Tuesday, April 1, 2008

Drug war leaves Mexico 2nd in journalist slayings

The murder ... came as a shock even in this city inured to drug-related violence.  Ramirez, 50, who also worked as a correspondent for the Televisa TV network, was the most prominent of the more than two dozen reporters and editors slain nationwide since 2000.  To his frightened colleagues, his murder confirmed a chilling fact: Mexico, in the grips of an escalating drug war, has become the world's second-deadliest country for journalists after Iraq. 

"Of course we're scared," said Ricardo Castillo, news director for Acapulco's leading daily, El Sur.  "He was the most visible of all of us, and his murder was meant to send a message."

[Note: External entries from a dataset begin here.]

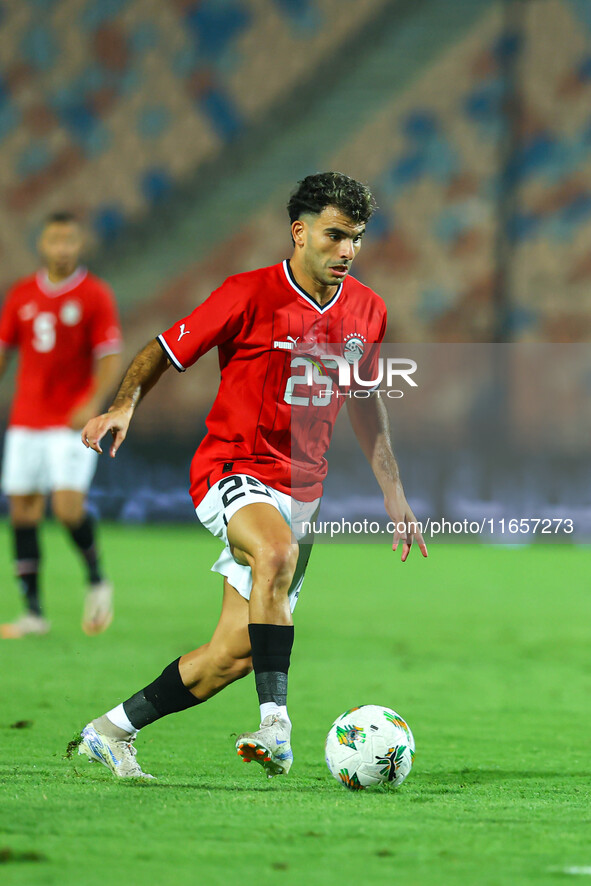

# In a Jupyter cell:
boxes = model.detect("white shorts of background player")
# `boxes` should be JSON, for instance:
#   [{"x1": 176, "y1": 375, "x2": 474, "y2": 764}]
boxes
[{"x1": 1, "y1": 427, "x2": 97, "y2": 495}]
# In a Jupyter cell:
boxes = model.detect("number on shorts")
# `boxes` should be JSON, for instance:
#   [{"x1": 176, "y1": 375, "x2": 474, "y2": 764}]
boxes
[
  {"x1": 218, "y1": 475, "x2": 271, "y2": 510},
  {"x1": 33, "y1": 311, "x2": 57, "y2": 354}
]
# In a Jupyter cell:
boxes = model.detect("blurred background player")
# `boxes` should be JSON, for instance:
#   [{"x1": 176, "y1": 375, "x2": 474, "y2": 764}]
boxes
[{"x1": 0, "y1": 212, "x2": 121, "y2": 638}]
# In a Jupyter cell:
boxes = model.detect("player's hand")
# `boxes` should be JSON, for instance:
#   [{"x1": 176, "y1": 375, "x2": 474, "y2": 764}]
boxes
[
  {"x1": 384, "y1": 487, "x2": 429, "y2": 563},
  {"x1": 82, "y1": 409, "x2": 133, "y2": 458},
  {"x1": 70, "y1": 400, "x2": 99, "y2": 431}
]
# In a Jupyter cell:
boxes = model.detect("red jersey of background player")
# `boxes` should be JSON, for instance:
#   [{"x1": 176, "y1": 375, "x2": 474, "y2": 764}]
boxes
[
  {"x1": 158, "y1": 261, "x2": 386, "y2": 506},
  {"x1": 0, "y1": 268, "x2": 121, "y2": 429}
]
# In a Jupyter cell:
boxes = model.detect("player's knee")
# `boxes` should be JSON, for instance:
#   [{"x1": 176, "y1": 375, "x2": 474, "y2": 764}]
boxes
[
  {"x1": 254, "y1": 542, "x2": 299, "y2": 590},
  {"x1": 51, "y1": 500, "x2": 84, "y2": 529},
  {"x1": 212, "y1": 650, "x2": 252, "y2": 683}
]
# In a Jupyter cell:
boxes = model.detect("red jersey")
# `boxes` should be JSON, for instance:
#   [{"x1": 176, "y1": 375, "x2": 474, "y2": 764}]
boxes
[
  {"x1": 158, "y1": 261, "x2": 386, "y2": 506},
  {"x1": 0, "y1": 268, "x2": 121, "y2": 428}
]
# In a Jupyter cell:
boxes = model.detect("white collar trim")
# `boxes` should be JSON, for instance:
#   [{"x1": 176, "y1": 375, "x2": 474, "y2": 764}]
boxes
[
  {"x1": 36, "y1": 266, "x2": 88, "y2": 297},
  {"x1": 283, "y1": 259, "x2": 343, "y2": 314}
]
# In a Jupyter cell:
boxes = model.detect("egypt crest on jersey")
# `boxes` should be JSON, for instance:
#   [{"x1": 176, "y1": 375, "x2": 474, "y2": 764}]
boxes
[{"x1": 158, "y1": 262, "x2": 386, "y2": 505}]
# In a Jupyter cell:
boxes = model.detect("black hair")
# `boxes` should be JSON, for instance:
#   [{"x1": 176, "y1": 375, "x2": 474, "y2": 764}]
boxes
[
  {"x1": 43, "y1": 210, "x2": 79, "y2": 228},
  {"x1": 287, "y1": 172, "x2": 376, "y2": 225}
]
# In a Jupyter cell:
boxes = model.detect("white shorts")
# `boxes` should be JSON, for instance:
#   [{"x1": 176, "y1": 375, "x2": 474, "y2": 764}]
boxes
[
  {"x1": 195, "y1": 474, "x2": 320, "y2": 612},
  {"x1": 2, "y1": 428, "x2": 97, "y2": 495}
]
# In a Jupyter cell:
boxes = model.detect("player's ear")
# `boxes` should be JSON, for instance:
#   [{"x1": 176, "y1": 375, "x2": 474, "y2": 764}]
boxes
[{"x1": 291, "y1": 218, "x2": 306, "y2": 246}]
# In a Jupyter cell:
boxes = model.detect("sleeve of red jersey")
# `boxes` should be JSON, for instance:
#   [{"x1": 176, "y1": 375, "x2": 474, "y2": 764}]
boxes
[
  {"x1": 90, "y1": 285, "x2": 123, "y2": 360},
  {"x1": 0, "y1": 290, "x2": 18, "y2": 348},
  {"x1": 157, "y1": 278, "x2": 246, "y2": 372},
  {"x1": 359, "y1": 305, "x2": 388, "y2": 391}
]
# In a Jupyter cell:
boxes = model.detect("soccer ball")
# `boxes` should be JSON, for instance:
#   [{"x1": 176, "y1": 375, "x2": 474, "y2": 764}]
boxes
[{"x1": 326, "y1": 704, "x2": 415, "y2": 791}]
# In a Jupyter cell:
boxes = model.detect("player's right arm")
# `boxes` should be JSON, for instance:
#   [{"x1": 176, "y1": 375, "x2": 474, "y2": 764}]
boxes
[
  {"x1": 0, "y1": 344, "x2": 9, "y2": 378},
  {"x1": 82, "y1": 278, "x2": 248, "y2": 458},
  {"x1": 0, "y1": 289, "x2": 19, "y2": 378},
  {"x1": 82, "y1": 339, "x2": 170, "y2": 458}
]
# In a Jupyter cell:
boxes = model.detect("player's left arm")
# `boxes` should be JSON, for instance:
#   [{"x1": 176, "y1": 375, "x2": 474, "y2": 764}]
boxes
[
  {"x1": 0, "y1": 343, "x2": 10, "y2": 378},
  {"x1": 347, "y1": 393, "x2": 427, "y2": 563},
  {"x1": 70, "y1": 354, "x2": 121, "y2": 431}
]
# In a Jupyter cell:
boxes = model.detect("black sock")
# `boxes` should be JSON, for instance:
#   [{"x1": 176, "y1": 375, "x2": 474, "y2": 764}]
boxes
[
  {"x1": 248, "y1": 624, "x2": 293, "y2": 705},
  {"x1": 123, "y1": 658, "x2": 202, "y2": 729},
  {"x1": 68, "y1": 514, "x2": 103, "y2": 585},
  {"x1": 12, "y1": 526, "x2": 41, "y2": 615}
]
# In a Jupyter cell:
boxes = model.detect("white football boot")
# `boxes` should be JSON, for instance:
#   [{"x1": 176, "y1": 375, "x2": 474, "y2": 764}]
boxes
[
  {"x1": 0, "y1": 612, "x2": 51, "y2": 640},
  {"x1": 236, "y1": 714, "x2": 293, "y2": 778},
  {"x1": 78, "y1": 723, "x2": 154, "y2": 778},
  {"x1": 82, "y1": 581, "x2": 113, "y2": 637}
]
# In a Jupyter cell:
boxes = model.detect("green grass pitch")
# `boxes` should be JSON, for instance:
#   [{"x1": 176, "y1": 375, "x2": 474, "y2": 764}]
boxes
[{"x1": 0, "y1": 525, "x2": 591, "y2": 886}]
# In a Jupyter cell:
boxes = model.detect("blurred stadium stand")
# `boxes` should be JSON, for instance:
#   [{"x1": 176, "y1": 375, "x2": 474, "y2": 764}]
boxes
[{"x1": 0, "y1": 0, "x2": 591, "y2": 524}]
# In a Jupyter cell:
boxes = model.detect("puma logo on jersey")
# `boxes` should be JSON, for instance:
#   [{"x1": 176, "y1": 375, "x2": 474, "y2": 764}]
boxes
[{"x1": 273, "y1": 335, "x2": 300, "y2": 351}]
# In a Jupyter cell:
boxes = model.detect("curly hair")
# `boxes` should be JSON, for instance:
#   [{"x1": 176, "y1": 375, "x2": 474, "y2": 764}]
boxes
[{"x1": 287, "y1": 172, "x2": 376, "y2": 225}]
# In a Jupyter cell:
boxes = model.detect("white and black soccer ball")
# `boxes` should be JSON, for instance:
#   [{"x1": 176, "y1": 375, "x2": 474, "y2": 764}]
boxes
[{"x1": 326, "y1": 704, "x2": 415, "y2": 791}]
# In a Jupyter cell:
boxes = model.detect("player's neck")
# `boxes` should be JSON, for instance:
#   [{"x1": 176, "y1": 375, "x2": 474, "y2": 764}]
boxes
[
  {"x1": 45, "y1": 265, "x2": 78, "y2": 286},
  {"x1": 289, "y1": 258, "x2": 338, "y2": 308}
]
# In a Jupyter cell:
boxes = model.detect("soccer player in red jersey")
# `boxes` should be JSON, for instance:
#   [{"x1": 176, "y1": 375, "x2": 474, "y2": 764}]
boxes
[
  {"x1": 0, "y1": 212, "x2": 121, "y2": 638},
  {"x1": 78, "y1": 173, "x2": 427, "y2": 777}
]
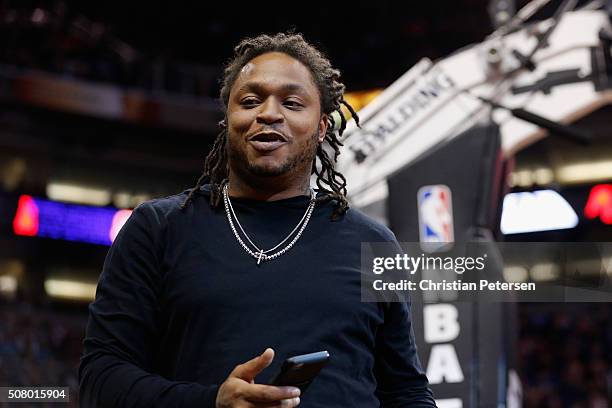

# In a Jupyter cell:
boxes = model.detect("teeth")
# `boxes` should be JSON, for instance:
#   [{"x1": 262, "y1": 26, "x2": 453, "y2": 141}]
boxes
[{"x1": 253, "y1": 135, "x2": 281, "y2": 142}]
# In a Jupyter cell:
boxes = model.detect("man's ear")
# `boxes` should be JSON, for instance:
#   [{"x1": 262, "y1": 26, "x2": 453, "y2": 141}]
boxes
[{"x1": 318, "y1": 113, "x2": 329, "y2": 143}]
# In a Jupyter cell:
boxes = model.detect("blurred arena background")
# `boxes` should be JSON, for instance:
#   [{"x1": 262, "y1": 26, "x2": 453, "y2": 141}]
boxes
[{"x1": 0, "y1": 0, "x2": 612, "y2": 408}]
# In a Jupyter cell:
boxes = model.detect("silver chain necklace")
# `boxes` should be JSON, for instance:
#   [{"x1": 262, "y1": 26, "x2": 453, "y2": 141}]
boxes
[{"x1": 223, "y1": 184, "x2": 316, "y2": 265}]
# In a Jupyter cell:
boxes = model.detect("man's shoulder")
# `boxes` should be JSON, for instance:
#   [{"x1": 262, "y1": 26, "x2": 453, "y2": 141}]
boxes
[
  {"x1": 134, "y1": 190, "x2": 202, "y2": 225},
  {"x1": 344, "y1": 207, "x2": 396, "y2": 242}
]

The killing was intended as a show of force by traffickers waging a turf war for control of both the local market and the lucrative smuggling routes to the United States, said Castillo. 

"More than an effort to silence the media, it's part of a strategy to instill terror," he said.  "The assassination of a journalist isn't just any killing.  It touches the basic fibers of society."

The danger appears to be rising. 

Statistics vary among watchdog groups, but they agree that Mexico has surpassed Colombia, a country plagued by decades of guerrilla and drug violence, in the number of journalists killed each year. 

Seven Mexican journalists were slain last year, according to a count by the Miami-based Inter American Press Association.  The Paris-based Reporters without Borders tallied nine killings, and the Federation of Mexican Journalist Associations reported 11. 

Three journalists were killed in Colombia last year, according to Reporters without Borders.  The group counted 65 journalists and media assistants slain in Iraq over the past year.